Production of Verizon CDMA iPhone 4 Cut in Half Due to Low Sales?

Verizon Test Man with iPhone 4

A recent report from DigiTimes, which cites inside suppliers, reveals that production of the Verizon CDMA iPhone 4 has been scaled back, with Apple reducing its order with Taiwan-based supplier Pegatron from 10 million units to just 5 million. Though the report does not give a reason for such a significant reduction, it is believed that sales of the device have been lower than expected.

Low sales would contradict Verizon’s predictions, however, who announced during its latest fiscal results call that it expected to sell around 11 million iPhones in 2011. The carrier has sold 2.2 million devices since its launch, despite missing the first half of the quarter. It seems, however, that sales has begun to dip – possibly due to the device launching so late into the iPhone 4’s product cycle and a fifth-generation device just months away. In additional to many customers still being locked into existing contracts.

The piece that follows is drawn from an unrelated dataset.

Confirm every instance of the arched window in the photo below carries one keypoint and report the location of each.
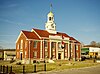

The iPhone 4 launched for Verizon early February after years of speculation surrounding a Verizon-compatible iPhone. The device was slightly altered to include a CDMA chip – compatible with the Verizon network – and a revamped antenna design, which combats a loss of reception due to the “death grip.”

The fifth-generation iPhone, which is expected to launch in September, is expected to feature a dual-band wireless chip that would support both GSM and CDMA networks. This would mean that one device would support both AT&T and Verizon, as opposed to having two different devices for each network, which is the current setup.